Клейн и не думал поступать по правилам цивилизованной конспирации — а Ану-Марию следовало оглушить, вывезти из Дьенна и похоронить в яме с негашеной известью, — но индейская молитва прозвучала так неожиданно, что у него будто второе зрение открылось. Нет, никогда не поймут белые индейцев! столько ума ни у кого из европейцев нет, чтобы предугадать, как дети сельвы поймут и на каких весах взвесят твой поступок. Вместо страха и настороженности в глазах Аны-Марии было нечто более страшное, чем любовь, — вера.
— Дело прошлое, — попытался он сбить накал, — не стоит вспоминать. Надо о сегодняшнем дне думать.
— Это останется, — убежденно ответила она. — Старик вас назвал, сказал: «Они придут», и алуче от реки до гор поверили. «В самый черный день», — говорил старик. И все свершилось.
— Денек для радости неподходящий, кое для кого последний, — пробурчал Клейн, вставая; Ана-Мария шагнула ему навстречу.
— Прости, что неладно спросила. Господь знает, кто ты — этого достаточно. Я о другом. Тогда ты отомстил за мою мать, сегодня — за отца. Ты пролил кровь моих врагов, ты воин. Из какого бы племени ты ни был…
Она положила ладони ему на грудь. Он был могуч, он согревал.
Клейну за запахом ее волос представилось иное. Гремучий рык танка, горячий пороховой дух, вместе с гильзой вырывающийся из открытого затвора пушки. Брызги плоти, разлетающиеся от гвардейцев Мнгвы под свинцовым ливнем «вулкана». Вспышки предсмертного ужаса в зрачках терминадос — отражение пламени, бьющегося на дульном срезе.
— Ты слишком хорошо обо мне думаешь, — взяв ее ладони в свои, он бережно отстранил их. — Я не тот человек, кто тебе нужен.
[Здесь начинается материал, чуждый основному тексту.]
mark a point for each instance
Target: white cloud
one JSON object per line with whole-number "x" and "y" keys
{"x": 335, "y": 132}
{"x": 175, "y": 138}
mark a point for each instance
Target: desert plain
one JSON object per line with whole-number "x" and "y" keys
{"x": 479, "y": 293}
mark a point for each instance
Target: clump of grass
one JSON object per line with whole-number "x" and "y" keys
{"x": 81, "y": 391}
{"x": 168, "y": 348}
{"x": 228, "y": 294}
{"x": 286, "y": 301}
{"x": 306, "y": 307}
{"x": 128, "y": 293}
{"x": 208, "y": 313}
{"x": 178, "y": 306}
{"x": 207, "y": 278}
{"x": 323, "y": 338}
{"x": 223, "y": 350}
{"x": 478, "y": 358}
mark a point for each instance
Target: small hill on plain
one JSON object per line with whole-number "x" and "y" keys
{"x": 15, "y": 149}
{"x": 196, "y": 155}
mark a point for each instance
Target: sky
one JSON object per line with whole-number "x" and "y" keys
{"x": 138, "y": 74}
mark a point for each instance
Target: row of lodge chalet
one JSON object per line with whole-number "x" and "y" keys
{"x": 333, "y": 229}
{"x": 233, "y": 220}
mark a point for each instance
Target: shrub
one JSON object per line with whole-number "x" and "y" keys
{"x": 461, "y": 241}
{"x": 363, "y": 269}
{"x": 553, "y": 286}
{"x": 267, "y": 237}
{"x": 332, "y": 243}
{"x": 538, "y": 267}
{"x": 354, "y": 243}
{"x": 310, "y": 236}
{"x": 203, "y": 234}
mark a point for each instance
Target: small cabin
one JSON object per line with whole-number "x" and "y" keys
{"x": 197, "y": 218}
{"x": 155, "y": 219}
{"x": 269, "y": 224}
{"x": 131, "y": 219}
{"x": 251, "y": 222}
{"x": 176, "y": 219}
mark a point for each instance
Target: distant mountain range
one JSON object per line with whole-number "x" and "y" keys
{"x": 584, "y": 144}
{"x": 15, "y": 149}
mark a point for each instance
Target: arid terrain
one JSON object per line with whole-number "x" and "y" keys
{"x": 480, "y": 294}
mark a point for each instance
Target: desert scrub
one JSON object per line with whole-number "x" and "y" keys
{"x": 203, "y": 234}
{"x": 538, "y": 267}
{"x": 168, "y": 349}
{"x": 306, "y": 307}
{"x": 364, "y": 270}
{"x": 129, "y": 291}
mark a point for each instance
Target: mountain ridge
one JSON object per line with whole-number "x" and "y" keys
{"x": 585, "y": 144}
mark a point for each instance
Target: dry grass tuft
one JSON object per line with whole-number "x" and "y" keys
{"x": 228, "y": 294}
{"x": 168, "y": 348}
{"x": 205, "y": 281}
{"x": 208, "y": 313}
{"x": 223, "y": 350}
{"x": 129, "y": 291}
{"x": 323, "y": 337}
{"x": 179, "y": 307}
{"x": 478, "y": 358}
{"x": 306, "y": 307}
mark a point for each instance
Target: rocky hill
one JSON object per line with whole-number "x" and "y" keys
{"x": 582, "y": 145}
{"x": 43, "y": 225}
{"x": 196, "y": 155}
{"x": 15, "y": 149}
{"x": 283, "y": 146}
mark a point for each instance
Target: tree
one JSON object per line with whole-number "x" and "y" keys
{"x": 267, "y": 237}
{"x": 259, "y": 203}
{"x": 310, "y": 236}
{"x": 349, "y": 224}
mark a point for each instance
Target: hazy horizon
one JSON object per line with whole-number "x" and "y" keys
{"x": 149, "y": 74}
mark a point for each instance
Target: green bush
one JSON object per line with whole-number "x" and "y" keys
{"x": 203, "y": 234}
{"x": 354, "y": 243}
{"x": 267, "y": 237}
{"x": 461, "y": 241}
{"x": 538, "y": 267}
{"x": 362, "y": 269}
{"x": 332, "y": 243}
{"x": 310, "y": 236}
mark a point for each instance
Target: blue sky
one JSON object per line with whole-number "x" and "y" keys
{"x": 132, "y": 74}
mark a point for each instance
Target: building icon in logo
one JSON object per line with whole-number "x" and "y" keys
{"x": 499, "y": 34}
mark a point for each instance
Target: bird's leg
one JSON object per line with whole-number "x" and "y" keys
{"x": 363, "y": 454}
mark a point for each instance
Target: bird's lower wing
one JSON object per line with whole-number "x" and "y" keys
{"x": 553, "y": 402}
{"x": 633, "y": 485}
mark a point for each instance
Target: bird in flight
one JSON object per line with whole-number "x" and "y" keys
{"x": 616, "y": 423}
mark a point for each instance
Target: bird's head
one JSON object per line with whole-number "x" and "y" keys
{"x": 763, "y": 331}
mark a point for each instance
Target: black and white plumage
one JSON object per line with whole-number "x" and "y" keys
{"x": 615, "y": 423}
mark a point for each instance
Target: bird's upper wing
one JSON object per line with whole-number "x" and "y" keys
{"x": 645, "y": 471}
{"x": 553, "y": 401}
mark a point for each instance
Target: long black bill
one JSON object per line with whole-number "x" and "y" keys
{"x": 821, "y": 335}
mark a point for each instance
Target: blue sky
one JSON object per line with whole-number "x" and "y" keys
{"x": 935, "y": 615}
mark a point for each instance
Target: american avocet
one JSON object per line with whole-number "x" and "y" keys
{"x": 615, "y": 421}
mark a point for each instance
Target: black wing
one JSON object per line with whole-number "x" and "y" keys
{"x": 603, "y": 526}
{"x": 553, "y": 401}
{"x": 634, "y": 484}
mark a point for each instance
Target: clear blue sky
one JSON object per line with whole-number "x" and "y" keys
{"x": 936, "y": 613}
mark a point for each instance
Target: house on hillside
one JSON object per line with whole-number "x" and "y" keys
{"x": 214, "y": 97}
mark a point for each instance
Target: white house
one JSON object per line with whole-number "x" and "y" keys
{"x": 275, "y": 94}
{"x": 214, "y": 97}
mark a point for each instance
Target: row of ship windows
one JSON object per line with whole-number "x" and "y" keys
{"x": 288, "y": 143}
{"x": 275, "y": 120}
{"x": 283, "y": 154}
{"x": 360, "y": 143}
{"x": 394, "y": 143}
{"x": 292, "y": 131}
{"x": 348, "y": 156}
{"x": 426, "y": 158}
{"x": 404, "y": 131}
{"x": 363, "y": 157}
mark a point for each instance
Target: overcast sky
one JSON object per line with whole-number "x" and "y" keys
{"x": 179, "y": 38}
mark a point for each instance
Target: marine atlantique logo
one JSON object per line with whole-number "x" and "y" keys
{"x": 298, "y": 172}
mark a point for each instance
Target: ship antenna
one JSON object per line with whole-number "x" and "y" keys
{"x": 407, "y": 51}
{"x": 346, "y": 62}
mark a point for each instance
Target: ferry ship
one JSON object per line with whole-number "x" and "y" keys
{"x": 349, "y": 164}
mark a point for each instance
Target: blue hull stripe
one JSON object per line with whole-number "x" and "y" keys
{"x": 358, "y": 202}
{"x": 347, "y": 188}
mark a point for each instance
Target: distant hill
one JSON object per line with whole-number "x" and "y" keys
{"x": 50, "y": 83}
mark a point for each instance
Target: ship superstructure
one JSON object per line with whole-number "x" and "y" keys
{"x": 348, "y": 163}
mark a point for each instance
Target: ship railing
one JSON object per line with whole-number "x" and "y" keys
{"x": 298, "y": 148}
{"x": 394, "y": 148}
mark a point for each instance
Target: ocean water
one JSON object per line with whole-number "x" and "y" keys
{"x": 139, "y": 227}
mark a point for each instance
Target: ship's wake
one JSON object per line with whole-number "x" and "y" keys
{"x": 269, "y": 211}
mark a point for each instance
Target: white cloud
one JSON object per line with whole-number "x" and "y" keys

«Нужен, — возражали ее глаза. — И никто другой».
— И давай без обид. Будь умницей, из гостиницы ни шагу. Я закажу тебе обед в номер. Отдохни, у тебя был трудный день.
Она не опустила глаза, не выказала разочарования — напротив, ожидание в ней, казалось, сменилось уверенностью.
— У нас говорят: «Сбудется то, что назначено Богом», — проговорила она тихо, опуская руки.
Потом она монотонно, с перерывами, как будто вспоминая слова, рассказала похожую на легенду краткую скупую повесть о каре Божией — так, как ее сложили алуче.
Клейн, слоняясь по номеру, постоянно видел направленные на себя блестящие глаза. Это не раздражало; он просто выжидал время, чтобы дать Анику замести следы, однако мысли остановить не мог.
Любовь за кровавую месть — такая благодарность европейской девушке и в голову не придет. Не то мышление. Ана живет в городе, а думает как в сельве — огнеопасная смесь!.. Это где-нибудь в Маноа можно стрелять и любить, не задумываясь, по первому порыву, потому что духи предков и обычаи велят поступать так и не иначе. Хотя понять можно — одна, без отца, матери… Она из тех краев, где, чтобы выжить, надо быть вместе, чуять и опасность, и приязнь раньше, чем поймешь рассудком.
Нельзя ни потакать ей, ни бросать ее. Вот ситуация! а тут еще эти индейские молитвы… Кем она его считает?
— Мне пора, — посмотрев на часы, он пошел к двери.
— Как тебя зовут? — догнал его вопрос.
Он помедлил повернуть ручку.
«Я знаю твой телефон», — подумала она.
«Она знает мой телефон», — вспомнил он.
— Вилли.
— Нет, по-настоящему.
— Зачем тебе?
Она промолчала.
— Изерге, — ответил он, и дверь захлопнулась.
«Изерге, — повторила она про себя, — Изерге Железный. Ты позвонишь мне, а я — тебе».